I went for a wander in my rose garden the other day and saw four beautiful Ophelia buds in various stages of development. Instantly, I decided they would feature as this week’s Rose of the Week. Knowing nothing about Ophelia, I dragged out my rose books and started reading. I was amazed at what I found.
As it turns out, Ophelia is the oldest Hybrid Tea you’ll find in catalogues – it is one of the great classics. Ophelia is the rose that more than any other established what the ideal Hybrid Tea flower should be: its petals gracefully spiral out from a high, pointed centre, gently recurving at the edges, to finish with an open centre.
Ophelia was described by one writer as the ‘Queen Mother of Roses’ for not only did it prove an important parent in the hands of hybridists, but it spontaneously produced a series of sports in new shades of pink.
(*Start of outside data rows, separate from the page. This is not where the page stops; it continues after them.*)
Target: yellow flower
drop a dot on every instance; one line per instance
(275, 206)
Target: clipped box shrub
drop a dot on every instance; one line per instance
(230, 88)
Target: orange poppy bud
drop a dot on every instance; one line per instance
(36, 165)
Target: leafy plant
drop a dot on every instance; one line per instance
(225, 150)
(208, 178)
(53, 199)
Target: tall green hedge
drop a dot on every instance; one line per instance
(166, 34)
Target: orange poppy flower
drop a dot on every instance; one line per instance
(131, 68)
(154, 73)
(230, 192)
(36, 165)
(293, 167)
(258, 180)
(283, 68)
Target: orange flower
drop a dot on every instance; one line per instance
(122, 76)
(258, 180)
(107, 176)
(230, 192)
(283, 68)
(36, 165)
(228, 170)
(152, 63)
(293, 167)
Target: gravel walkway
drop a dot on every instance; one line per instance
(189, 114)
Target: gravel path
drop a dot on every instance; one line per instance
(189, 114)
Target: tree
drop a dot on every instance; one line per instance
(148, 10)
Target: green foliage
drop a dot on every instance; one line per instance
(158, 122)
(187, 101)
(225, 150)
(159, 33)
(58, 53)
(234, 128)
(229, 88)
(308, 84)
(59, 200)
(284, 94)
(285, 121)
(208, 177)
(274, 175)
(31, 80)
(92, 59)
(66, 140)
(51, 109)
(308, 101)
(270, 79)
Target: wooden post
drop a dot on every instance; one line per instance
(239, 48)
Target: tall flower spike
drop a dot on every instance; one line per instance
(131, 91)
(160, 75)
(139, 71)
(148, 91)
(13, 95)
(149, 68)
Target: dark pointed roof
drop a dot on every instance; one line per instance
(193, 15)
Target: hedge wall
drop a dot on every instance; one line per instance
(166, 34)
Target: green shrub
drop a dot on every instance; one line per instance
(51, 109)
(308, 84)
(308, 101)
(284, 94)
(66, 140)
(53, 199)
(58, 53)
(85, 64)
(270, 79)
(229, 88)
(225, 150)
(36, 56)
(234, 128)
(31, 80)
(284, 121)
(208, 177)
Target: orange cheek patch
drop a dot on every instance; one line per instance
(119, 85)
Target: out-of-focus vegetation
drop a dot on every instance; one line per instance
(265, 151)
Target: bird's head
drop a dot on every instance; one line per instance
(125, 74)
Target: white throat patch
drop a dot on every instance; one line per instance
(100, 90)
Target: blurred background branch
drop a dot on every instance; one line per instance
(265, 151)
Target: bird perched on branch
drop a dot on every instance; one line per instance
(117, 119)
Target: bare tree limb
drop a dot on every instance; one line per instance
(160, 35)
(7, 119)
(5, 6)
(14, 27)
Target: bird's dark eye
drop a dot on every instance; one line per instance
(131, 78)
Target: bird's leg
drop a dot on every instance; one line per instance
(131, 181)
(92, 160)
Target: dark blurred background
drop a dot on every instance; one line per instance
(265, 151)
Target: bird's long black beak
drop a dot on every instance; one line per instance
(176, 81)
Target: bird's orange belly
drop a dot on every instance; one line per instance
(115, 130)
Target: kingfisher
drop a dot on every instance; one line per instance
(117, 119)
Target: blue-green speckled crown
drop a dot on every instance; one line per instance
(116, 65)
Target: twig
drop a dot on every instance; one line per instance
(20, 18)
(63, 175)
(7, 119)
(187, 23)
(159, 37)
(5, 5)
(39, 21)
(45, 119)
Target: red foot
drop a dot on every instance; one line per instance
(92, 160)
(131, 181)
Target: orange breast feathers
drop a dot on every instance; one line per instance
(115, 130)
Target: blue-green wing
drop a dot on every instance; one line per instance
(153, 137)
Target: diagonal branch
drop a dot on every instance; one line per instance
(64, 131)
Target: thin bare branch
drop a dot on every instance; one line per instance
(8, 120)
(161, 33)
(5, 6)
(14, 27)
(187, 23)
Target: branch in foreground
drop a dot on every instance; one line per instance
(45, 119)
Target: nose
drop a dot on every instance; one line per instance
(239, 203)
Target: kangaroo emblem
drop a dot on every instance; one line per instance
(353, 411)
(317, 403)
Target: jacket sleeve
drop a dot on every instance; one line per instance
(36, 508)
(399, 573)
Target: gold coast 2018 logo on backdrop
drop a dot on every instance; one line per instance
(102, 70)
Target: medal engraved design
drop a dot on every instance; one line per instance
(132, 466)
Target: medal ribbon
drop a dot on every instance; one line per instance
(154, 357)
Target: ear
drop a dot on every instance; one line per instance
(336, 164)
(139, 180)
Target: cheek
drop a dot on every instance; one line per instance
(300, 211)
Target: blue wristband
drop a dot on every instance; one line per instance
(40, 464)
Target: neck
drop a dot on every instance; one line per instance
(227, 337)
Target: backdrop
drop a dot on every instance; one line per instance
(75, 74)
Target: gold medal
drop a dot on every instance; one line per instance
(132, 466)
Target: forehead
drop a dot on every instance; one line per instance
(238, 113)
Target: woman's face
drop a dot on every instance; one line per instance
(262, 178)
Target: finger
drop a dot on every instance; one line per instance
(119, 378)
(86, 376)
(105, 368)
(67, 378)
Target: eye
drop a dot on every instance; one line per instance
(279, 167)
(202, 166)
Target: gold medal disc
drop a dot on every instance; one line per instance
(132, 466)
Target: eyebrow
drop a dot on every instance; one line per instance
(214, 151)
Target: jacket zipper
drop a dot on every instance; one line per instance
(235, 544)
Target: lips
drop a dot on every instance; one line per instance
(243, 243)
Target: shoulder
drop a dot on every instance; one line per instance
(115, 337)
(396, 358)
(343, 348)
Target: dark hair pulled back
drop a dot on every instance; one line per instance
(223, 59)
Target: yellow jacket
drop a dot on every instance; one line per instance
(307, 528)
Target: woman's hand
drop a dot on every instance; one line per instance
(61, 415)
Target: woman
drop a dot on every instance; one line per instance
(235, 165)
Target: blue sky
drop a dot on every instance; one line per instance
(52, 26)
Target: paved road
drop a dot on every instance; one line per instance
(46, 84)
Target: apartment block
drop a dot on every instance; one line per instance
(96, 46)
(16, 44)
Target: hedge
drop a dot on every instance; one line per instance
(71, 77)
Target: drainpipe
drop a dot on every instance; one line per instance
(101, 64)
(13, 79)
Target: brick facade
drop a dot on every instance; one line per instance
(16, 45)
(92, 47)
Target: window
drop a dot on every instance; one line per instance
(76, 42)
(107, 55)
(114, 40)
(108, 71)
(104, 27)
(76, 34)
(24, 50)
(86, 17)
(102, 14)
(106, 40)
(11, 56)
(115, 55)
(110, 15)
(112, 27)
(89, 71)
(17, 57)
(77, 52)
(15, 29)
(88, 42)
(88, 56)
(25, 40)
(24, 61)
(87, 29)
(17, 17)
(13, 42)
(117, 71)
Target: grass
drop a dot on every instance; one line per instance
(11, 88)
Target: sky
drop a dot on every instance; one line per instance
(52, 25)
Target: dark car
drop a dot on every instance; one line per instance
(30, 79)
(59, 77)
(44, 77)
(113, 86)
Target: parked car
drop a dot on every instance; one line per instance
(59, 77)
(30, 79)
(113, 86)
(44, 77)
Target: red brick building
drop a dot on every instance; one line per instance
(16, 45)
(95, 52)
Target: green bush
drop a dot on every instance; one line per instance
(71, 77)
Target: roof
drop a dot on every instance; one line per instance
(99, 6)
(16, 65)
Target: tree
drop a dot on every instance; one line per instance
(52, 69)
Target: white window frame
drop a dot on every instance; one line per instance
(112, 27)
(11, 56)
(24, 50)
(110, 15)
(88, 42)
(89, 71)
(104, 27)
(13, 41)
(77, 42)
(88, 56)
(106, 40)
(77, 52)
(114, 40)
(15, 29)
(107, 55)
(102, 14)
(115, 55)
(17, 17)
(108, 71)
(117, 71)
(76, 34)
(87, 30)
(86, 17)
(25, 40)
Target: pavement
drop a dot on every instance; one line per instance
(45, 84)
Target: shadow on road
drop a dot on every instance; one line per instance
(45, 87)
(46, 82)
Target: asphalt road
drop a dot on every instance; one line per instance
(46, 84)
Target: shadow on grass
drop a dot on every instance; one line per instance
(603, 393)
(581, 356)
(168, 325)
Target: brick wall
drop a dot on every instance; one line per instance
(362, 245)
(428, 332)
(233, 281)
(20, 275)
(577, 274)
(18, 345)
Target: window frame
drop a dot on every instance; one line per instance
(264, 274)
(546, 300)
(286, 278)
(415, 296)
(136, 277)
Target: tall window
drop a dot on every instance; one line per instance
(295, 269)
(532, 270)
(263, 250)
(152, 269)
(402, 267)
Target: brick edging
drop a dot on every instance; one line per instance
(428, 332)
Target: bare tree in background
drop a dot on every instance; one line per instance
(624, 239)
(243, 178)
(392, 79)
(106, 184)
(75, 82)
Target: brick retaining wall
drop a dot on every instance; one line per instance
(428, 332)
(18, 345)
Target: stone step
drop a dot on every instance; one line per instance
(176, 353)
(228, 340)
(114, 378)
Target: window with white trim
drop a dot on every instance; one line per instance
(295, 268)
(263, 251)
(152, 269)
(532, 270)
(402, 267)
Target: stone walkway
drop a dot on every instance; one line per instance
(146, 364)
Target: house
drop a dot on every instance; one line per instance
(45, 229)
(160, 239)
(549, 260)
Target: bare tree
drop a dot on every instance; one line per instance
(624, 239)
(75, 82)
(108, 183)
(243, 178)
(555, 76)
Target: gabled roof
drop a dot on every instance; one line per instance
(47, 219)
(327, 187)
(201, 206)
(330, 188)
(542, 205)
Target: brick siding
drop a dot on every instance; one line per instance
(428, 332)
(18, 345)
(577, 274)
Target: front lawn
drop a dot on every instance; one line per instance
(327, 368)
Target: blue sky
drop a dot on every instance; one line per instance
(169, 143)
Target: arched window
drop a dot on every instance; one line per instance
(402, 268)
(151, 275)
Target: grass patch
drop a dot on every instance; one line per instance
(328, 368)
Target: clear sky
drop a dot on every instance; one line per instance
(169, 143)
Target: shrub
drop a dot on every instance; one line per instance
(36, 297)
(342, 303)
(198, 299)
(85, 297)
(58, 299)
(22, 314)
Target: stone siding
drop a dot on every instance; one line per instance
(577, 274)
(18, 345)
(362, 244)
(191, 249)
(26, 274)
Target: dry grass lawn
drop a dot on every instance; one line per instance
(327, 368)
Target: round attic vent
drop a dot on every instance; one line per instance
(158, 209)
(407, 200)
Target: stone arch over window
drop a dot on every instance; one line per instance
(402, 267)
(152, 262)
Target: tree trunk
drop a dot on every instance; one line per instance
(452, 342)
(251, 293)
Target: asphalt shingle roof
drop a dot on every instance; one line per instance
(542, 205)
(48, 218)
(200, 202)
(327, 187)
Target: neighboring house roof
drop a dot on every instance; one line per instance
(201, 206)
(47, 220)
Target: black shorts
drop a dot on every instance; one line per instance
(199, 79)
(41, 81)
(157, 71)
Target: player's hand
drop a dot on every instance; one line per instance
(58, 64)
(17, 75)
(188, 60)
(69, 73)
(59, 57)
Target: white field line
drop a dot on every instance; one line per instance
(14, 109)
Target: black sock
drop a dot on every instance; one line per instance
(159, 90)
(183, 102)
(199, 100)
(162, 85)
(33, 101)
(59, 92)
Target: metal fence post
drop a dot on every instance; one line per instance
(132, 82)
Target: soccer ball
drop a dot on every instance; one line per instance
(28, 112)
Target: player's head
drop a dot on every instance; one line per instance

According to Roger Mann there are 37 of them in total, more than any other rose. These and Ophelia itself are names that still come up whenever rosarians debate the question, ‘What is the most beautiful pink rose?’
Ophelia has elegant, double, pale salmon pink flowers with lemon centres. The blooms have 28 petals and are borne on long, straight, strong stems in clusters. The repeat is good and it has a delightful perfume, a rare thing in Hybrid Teas.
Ophelia is an exceptionally good cut flower. I couldn’t stop taking photos of it. The first photo was taken just after it was cut. I last photo was taken after three days in the vase and a trip from Bridgetown to Perth. I am always amazed when I bring a cut flower back to Perth and it survives the trip. You will note in the last photo the flower is virtually flat whereas in the photo before it the recurving is evident.
Ophelia was introduced by William, Paul & Son, UK 1912. Ophelia was named after Shakespeare’s tragic heroine. It is still popular after more than 100 years.